HUBO and QUBO
A High-Order Unconstrained Binary Optimization (HUBO) problem is defined by a polynomial over binary variables. The goal is to find an assignment of binary values ${0,1}$ to all variables that minimizes the value of the polynomial.
The following polynomial is an example of a HUBO instance:
\[\begin{aligned} f(a,b,c,d) &=1 -2a +45c +8d +4ab -13ac +2ad -10bc -12bd +2abc +5acd \end{aligned}\]This polynomial attains its minimum value of $-3$ when $(a,b,c,d) = (0,1,0,1)$. Finding such an assignment constitutes the HUBO problem for this polynomial.
A Quadratic Unconstrained Binary Optimization (QUBO) problem is a special case of HUBO in which the polynomial is restricted to degree at most two.
Usually, optimization problems consist of an objective function and a set of constraints, both expressed as functions of variables. They aim to find an assignment of variable values that minimizes (or maximizes) the objective function while satisfying all constraints.

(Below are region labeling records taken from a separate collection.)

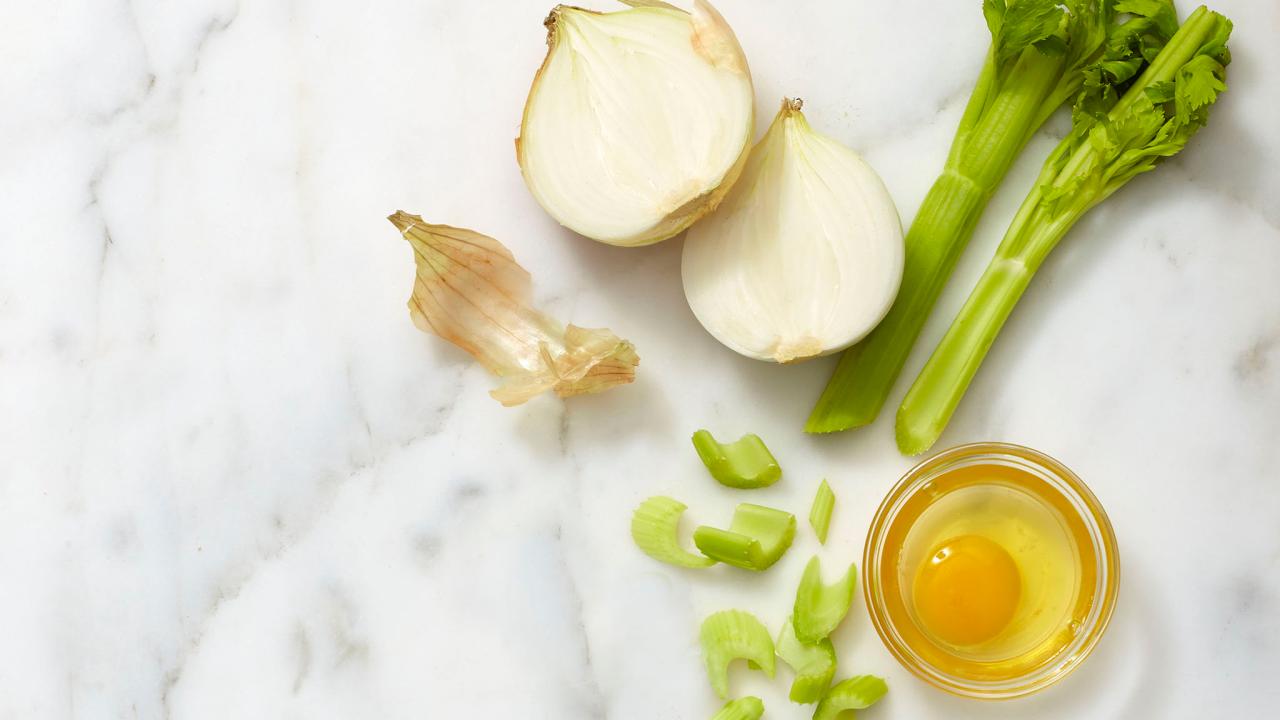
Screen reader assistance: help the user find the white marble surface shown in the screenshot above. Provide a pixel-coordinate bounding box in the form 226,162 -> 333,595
0,0 -> 1280,720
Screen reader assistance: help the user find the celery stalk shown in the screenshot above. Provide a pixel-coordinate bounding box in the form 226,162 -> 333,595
897,6 -> 1231,455
805,0 -> 1115,433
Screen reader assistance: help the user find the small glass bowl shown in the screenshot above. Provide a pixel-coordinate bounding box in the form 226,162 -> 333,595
863,442 -> 1120,700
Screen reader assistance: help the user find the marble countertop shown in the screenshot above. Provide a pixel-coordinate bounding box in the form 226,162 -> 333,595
0,0 -> 1280,720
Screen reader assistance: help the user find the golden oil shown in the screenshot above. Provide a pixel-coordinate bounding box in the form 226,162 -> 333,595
877,450 -> 1097,683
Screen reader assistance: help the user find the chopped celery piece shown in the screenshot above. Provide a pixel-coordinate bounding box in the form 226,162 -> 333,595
774,619 -> 836,703
895,1 -> 1231,455
694,502 -> 796,571
631,496 -> 716,568
791,555 -> 858,644
809,479 -> 836,544
694,430 -> 782,489
712,697 -> 764,720
813,675 -> 888,720
699,610 -> 777,698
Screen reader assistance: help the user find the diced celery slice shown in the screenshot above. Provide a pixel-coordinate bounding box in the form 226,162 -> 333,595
631,496 -> 716,568
791,555 -> 858,644
694,502 -> 796,571
699,610 -> 777,698
712,697 -> 764,720
813,675 -> 888,720
694,430 -> 782,489
774,609 -> 836,703
809,479 -> 836,544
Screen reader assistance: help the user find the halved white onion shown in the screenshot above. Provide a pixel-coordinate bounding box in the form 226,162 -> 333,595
516,0 -> 754,246
682,100 -> 904,363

In contrast, HUBO and QUBO problems consist only of an objective function and have no explicit constraints. This simple problem structure enables solvers to efficiently explore solutions by leveraging highly accelerated SIMD-style parallelism. Furthermore, because constraints can be encoded into the objective function using penalty terms, many constrained optimization problems can be reformulated as equivalent HUBO or QUBO problems.
QUBO++ is a model-and-solve tool implemented in C++. It allows users to formulate combinatorial optimization problems as HUBO or QUBO polynomials and then solve them. QUBO++ also includes three built-in solvers.